The second major feature floated was a fixed‑payment loan, positioned as particularly suitable for borrowers on fixed or low incomes, which prioritised certainty.
“This loan type involves variable interest rates, but payments remain static, with the borrower paying more or less on the principal of the loan depending on this adjustment,” it noted.
The paper underscored that such product innovations should be paired with mechanisms that automatically move customers stuck on “very bad deals” to cheaper loans to reduce the stock of long‑term mortgage borrowers in the system.
LMI and hardship: From ‘worst of all worlds’ to a mortgage charter
On insurance, the paper delivered a blunt assessment of Australia’s primarily privately run LMI market, saying that the current model loaded extra cost onto high‑LVR borrowers without providing them with meaningful protection.

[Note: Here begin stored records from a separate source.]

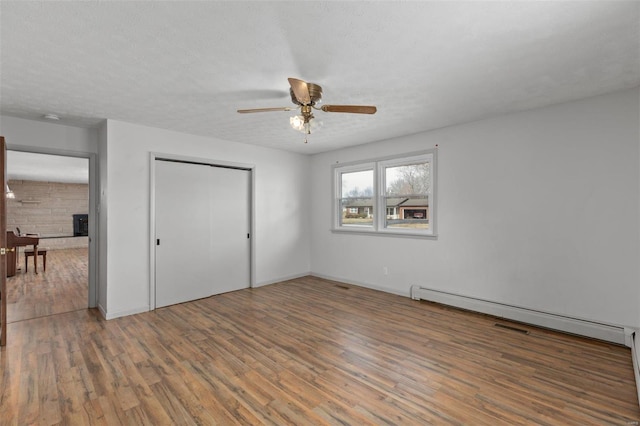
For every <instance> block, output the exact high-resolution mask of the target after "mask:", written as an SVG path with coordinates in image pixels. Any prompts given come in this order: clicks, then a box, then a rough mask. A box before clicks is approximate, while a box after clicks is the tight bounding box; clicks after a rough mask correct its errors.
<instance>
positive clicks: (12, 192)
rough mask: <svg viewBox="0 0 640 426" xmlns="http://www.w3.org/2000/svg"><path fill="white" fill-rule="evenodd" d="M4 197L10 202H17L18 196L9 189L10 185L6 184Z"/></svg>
mask: <svg viewBox="0 0 640 426" xmlns="http://www.w3.org/2000/svg"><path fill="white" fill-rule="evenodd" d="M4 195H5V198H7V199H9V200H15V199H16V194H15V193H14V192H13V191H12V190H11V188H9V184H7V183H5V185H4Z"/></svg>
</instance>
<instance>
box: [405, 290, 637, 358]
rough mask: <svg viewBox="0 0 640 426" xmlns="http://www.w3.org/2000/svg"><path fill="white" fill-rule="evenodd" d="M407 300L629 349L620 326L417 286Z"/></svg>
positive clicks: (629, 336) (411, 291)
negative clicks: (515, 323) (522, 322)
mask: <svg viewBox="0 0 640 426" xmlns="http://www.w3.org/2000/svg"><path fill="white" fill-rule="evenodd" d="M411 298H412V299H414V300H428V301H431V302H437V303H442V304H443V305H449V306H455V307H457V308H462V309H468V310H470V311H475V312H481V313H484V314H489V315H493V316H496V317H500V318H505V319H510V320H513V321H518V322H523V323H527V324H531V325H536V326H539V327H544V328H550V329H553V330H558V331H563V332H566V333H571V334H577V335H581V336H586V337H591V338H594V339H599V340H604V341H607V342H613V343H618V344H620V345H625V346H629V347H631V345H632V335H633V333H632V330H631V329H629V328H625V327H622V326H615V325H610V324H602V323H598V322H593V321H588V320H583V319H577V318H572V317H567V316H563V315H558V314H552V313H548V312H542V311H537V310H533V309H528V308H521V307H518V306H511V305H507V304H503V303H497V302H491V301H488V300H483V299H476V298H474V297H468V296H460V295H457V294H453V293H447V292H444V291H440V290H432V289H428V288H423V287H420V286H412V287H411Z"/></svg>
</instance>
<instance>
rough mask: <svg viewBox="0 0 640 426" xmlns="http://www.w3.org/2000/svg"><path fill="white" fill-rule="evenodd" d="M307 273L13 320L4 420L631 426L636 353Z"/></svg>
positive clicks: (633, 394) (64, 422) (2, 389)
mask: <svg viewBox="0 0 640 426" xmlns="http://www.w3.org/2000/svg"><path fill="white" fill-rule="evenodd" d="M496 323H502V324H505V322H503V321H499V320H496V319H495V318H492V317H489V316H484V315H478V314H474V313H470V312H465V311H460V310H456V309H452V308H447V307H444V306H441V305H436V304H431V303H428V302H419V301H414V300H411V299H409V298H406V297H400V296H395V295H391V294H386V293H381V292H377V291H373V290H369V289H364V288H359V287H354V286H350V285H344V284H340V283H336V282H331V281H326V280H322V279H318V278H312V277H306V278H301V279H295V280H291V281H287V282H283V283H278V284H273V285H269V286H265V287H260V288H256V289H247V290H240V291H237V292H232V293H226V294H222V295H218V296H214V297H210V298H207V299H202V300H198V301H194V302H189V303H184V304H180V305H175V306H170V307H167V308H163V309H159V310H157V311H155V312H149V313H143V314H138V315H132V316H129V317H123V318H118V319H113V320H110V321H104V320H102V319H101V318H100V316H99V314H98V313H97V312H96V311H94V310H81V311H74V312H69V313H64V314H58V315H53V316H49V317H46V318H39V319H33V320H27V321H19V322H15V323H12V324H9V332H8V333H9V334H8V336H9V341H8V346H7V347H6V348H4V349H2V351H1V352H0V419H2V421H1V422H2V424H3V425H5V424H7V425H23V424H40V425H53V424H61V425H62V424H65V425H82V424H97V425H117V424H148V425H191V424H199V425H213V424H223V425H227V424H241V425H259V424H276V425H281V424H296V425H321V424H342V425H344V424H348V425H366V424H375V425H380V424H412V425H415V424H421V425H422V424H459V425H497V424H508V425H513V424H559V425H560V424H561V425H593V424H598V425H601V424H615V425H627V424H637V423H636V422H638V421H639V420H640V409H639V407H638V401H637V395H636V389H635V383H634V374H633V368H632V362H631V354H630V351H629V349H628V348H625V347H621V346H617V345H613V344H607V343H603V342H599V341H593V340H588V339H583V338H579V337H575V336H569V335H564V334H560V333H555V332H552V331H548V330H543V329H539V328H535V327H529V326H524V325H521V324H517V325H514V324H512V325H514V326H516V327H518V328H524V329H526V330H528V331H529V334H528V335H526V334H521V333H518V332H516V331H514V330H510V329H505V328H500V327H496V326H495V324H496Z"/></svg>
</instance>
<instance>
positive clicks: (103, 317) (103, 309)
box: [98, 303, 107, 319]
mask: <svg viewBox="0 0 640 426" xmlns="http://www.w3.org/2000/svg"><path fill="white" fill-rule="evenodd" d="M98 311H100V315H102V318H103V319H107V311H106V310H105V309H104V306H102V305H101V304H99V303H98Z"/></svg>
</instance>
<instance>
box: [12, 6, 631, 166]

It contrasted Australia with other countries where government‑issued or backed mortgage insurance was common.
The authors outlined that the way LMI currently operated left borrowers paying for cover, which mainly protected lenders.
“Australian borrowers get the worst of all worlds with LMI. If they have a small deposit and are not eligible for first home buyer schemes, they pay insurance which protects the lender against risk of default,” the report read.
“Borrowers get no insurance coverage themselves and no support through better deals, discounted rates or assistance to maintain their loans if they experience hardship.”
To rectify this, the paper called for better public data on LMI market size, customer profiles, and claims ratios.
It also lobbied for measures such as shortfall payments and switching barriers, with options ranging from limiting the LMI market to redesigning or replacing it with more direct government intervention.
The paper noted that internationally, government insurance was often targeted to specific cohorts and was sometimes used to incentivise behaviours such as new construction, affordable housing, and energy‑efficient upgrades.
The final pillar of the package was to advocate a mandatory mortgage charter, which the report said was needed to ensure hardship support was consistent and transparent.
“Lenders have an obligation to consider requests for help and tailor assistance according to customer circumstances, but specific obligations on the type of help they offer are absent,” it stated.
“Hardship requirements are different between lenders – we have built a system based on the type of lender rather than the needs of the human experiencing the problem.”
Under the proposed charter, minimum protections would include the right to switch to a better loan during refinancing without additional affordability checks and receiving contacts from lenders before fixed‑rate periods ended.
It also encompassed early‑intervention obligations, fee and cost protections, and special measures such as full payment pauses and extended hardship periods for victim‑survivors of family violence.